Padoue, le 4 décembre 2024
Bien sûr, j’ai toujours su que les violences sexistes existaient. Mais jusqu’à l’année dernière, je me sentais comme extérieur à ce problème, car j’avais l’impression d’avoir bien fait les choses, que tout allait bien. Je ne pensais pas du tout que c’était quelque chose qui pourrait me toucher directement d’une façon ou d’une autre. Jamais je n’aurais pu imaginer que l’ex de ma fille la tuerait (Giulia, la fille de Gino, a été assassinée par son ancien compagnon, Filippo, le 11 novembre 2023, ndlr.).
C’est ça qui m’a fait le plus mal.
En tant que père, je me demande si j’ai fait tout ce qu’il fallait. Aurais-je dû faire plus ? Être plus proche de ma fille ? Étais-je assez ouvert ? Avait-elle peur ? Peut-être que j’étais un père cool, mais que je ne me rendais pas compte que la situation était grave.
Aujourd’hui, Giulia n’est plus là. Elle n’est plus là à cause d’une violence qui dépasse l’entendement, une violence qui décide de la vie des autres. Son ancien petit ami s’est approprié sa vie. Et c’est un problème récurent : 120 cas de féminicides par an en Italie et environ 90 000 dans le monde.
Giulia est devenue un symbole de ce massacre, mais Giulia n’est pas une exception. C’est un échec collectif.

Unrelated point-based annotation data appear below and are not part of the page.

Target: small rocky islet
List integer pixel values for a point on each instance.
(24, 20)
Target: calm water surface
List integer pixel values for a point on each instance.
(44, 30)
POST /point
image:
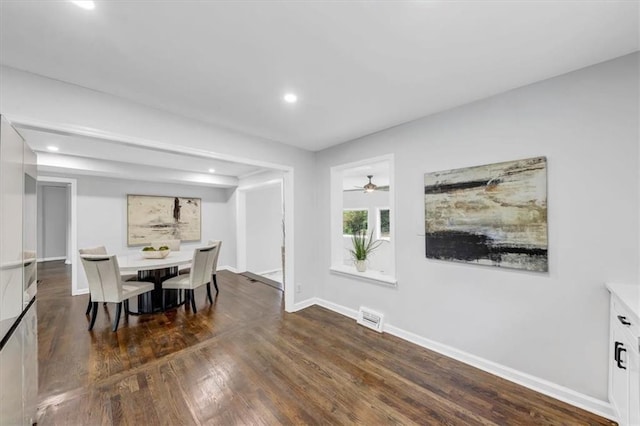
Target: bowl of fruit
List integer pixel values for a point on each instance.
(150, 252)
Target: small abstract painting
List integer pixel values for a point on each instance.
(489, 215)
(152, 218)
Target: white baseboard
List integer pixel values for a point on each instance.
(272, 271)
(343, 310)
(47, 259)
(80, 291)
(304, 304)
(586, 402)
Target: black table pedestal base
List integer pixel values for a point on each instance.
(151, 302)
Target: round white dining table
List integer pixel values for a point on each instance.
(134, 262)
(155, 271)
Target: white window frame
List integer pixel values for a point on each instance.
(387, 278)
(379, 223)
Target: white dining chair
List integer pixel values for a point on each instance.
(200, 274)
(106, 285)
(101, 250)
(214, 277)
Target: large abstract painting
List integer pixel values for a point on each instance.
(151, 218)
(490, 215)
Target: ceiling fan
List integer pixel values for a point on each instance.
(370, 186)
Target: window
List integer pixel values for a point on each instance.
(354, 221)
(362, 198)
(383, 224)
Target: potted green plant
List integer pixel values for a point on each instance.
(363, 246)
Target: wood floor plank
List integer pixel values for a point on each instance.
(242, 360)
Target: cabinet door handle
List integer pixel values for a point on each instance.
(616, 350)
(619, 349)
(623, 320)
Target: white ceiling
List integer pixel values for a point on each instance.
(357, 67)
(110, 151)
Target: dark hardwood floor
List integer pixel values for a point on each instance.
(244, 361)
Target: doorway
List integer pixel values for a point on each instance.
(261, 236)
(57, 224)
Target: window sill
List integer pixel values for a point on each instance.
(369, 275)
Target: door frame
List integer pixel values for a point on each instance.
(72, 229)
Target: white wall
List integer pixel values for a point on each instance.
(550, 325)
(264, 228)
(32, 98)
(52, 221)
(102, 215)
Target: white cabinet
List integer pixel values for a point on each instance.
(18, 277)
(624, 357)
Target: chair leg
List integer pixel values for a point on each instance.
(93, 315)
(193, 301)
(117, 318)
(209, 293)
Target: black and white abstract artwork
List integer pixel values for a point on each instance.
(153, 218)
(494, 214)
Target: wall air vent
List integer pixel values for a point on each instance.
(370, 319)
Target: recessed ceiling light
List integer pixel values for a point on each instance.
(291, 98)
(85, 4)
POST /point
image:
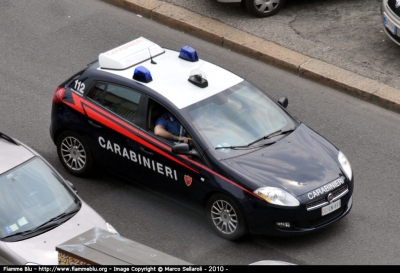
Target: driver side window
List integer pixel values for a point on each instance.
(120, 100)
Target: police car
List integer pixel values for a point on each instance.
(250, 165)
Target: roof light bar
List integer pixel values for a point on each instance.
(198, 78)
(188, 53)
(142, 74)
(129, 54)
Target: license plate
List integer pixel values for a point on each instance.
(331, 207)
(390, 25)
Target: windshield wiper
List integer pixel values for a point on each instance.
(273, 134)
(276, 133)
(231, 147)
(22, 233)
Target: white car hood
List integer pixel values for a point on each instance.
(41, 249)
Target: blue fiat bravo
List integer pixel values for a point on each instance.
(239, 156)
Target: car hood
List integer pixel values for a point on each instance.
(41, 249)
(297, 163)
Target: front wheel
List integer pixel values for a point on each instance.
(264, 8)
(74, 154)
(226, 217)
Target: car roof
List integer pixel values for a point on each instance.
(12, 155)
(169, 72)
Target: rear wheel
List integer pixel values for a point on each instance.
(74, 154)
(264, 8)
(226, 217)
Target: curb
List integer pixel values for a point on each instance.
(270, 53)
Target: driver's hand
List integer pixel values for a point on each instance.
(184, 139)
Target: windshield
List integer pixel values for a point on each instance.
(236, 117)
(32, 194)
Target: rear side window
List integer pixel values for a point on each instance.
(120, 100)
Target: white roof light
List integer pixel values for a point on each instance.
(129, 54)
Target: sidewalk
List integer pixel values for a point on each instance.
(254, 47)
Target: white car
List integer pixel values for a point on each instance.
(260, 8)
(390, 13)
(38, 208)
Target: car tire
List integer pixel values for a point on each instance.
(225, 217)
(74, 154)
(264, 8)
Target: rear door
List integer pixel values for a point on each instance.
(177, 176)
(111, 111)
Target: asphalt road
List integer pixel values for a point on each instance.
(44, 42)
(344, 33)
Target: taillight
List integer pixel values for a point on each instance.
(58, 94)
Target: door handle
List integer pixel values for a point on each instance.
(94, 124)
(146, 151)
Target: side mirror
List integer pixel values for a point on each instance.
(184, 149)
(283, 101)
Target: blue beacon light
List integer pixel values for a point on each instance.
(142, 74)
(188, 53)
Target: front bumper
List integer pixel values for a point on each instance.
(263, 218)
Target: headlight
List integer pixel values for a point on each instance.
(277, 197)
(111, 228)
(344, 162)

D’un côté, vous aviez une jeune femme avec une vie bien remplie, un avenir tracé ; de l’autre, un garçon qui a ruiné sa vie. Si en tant que société, nous faisons naître des jeunes qui finissent leur parcours de vie de cette façon, cela signifie que nous n’avons pas communiqué correctement, que nous n’avons pas assez parlé, que nous n’avons pas transmis les valeurs fondamentales.
Filippo allait à la fac. Il allait être diplômé. Il aurait dû l’être. Parler de lui comme d’un monstre, c’est parler de lui comme quelque chose ou quelqu’un d’anormal. Parler de lui ou des accusés de Mazan (51 hommes actuellement en procès en France pour viols aggravés sur une femme droguée pendant des années par son ex-mari, ndlr.) comme de monstres, c’est les considérer comme des personnes qui ne font pas partie de la société.
Lorsque nous définissons un meurtrier de la sorte, c’est une façon de nous dédouaner. Si on a affaire à un monstre, on peut choisir de l’éduquer, bien sûr, mais s’il fini meurtrier, on pourra toujours dire : “On a tout fait pour éviter ça, mais c’est un monstre.” Nous supprimons toute responsabilité éducative.
Or c’est un mensonge, ce n’est pas comme ça que ça se passe. Ceux qui commettent des féminicides ou des crimes de ce type le font parce qu’ils se croient maîtres de la vie d’autrui. Cette idée dérive de tous les héritages culturels du patriarcat. Le patriarcat c’est l’essence de l’homme comme détenteur du pouvoir.
En Italie, on dit souvent qu’à la maison, c’est l’homme qui porte la culotte. Cela signifie que les femmes valent moins que les hommes. Que seul un homme a les qualités pour commander, qu’il peut décider pour une femme. C’est fou quand on y pense !
Bien sûr, le féminicide est la partie émergée de l’iceberg. Il y a bien d’autres formes de violences de genre. Il y a des gens qui sont patriarcaux mais qui ne tueront jamais, simplement parce qu’ils connaissent les conséquences, qu’ils sont un peu plus équilibrés ou plus rusés. Ceux qui n’ont peut-être pas eu d’éducation affective, en revanche, peuvent tomber dans un narcissisme fou qui les amènera jusqu’au meurtre de personnes qu’ils devraient aimer.
J’ai créé, avec ma fille Elena et mon fils Davide, la fondation Giulia Cecchettin parce que je suis convaincu qu’il faut améliorer l’éducation de nos enfants et surtout mieux leur enseigner l’amour. Nous travaillons actuellement sur une proposition didactique pour aller dans les écoles et enseigner l’affection. L’idée est de faire comprendre aux plus jeunes que ça ne sert à rien d’être un “homme alpha”, de démonter un peu le stéréotype masculin encore en place aujourd’hui. De leur apprendre la valeur du “non”.
Ce n’est pas facile d’aborder ces sujets à l’école, car on est vite accusé·es de vouloir instrumentaliser les jeunes. Mai nous traversons une crise de sexisme, de machisme et de misogynie. Il faut que les parents comprennent que ces modèles sont très délétères. Si on veut changer les choses, il faut ouvrir un canal de communication avec nos enfants, leur donner de notre temps, les éduquer à de nouvelles valeurs exemptes de violences de genre. Car les enfants d’aujourd’hui seront les parents de demain.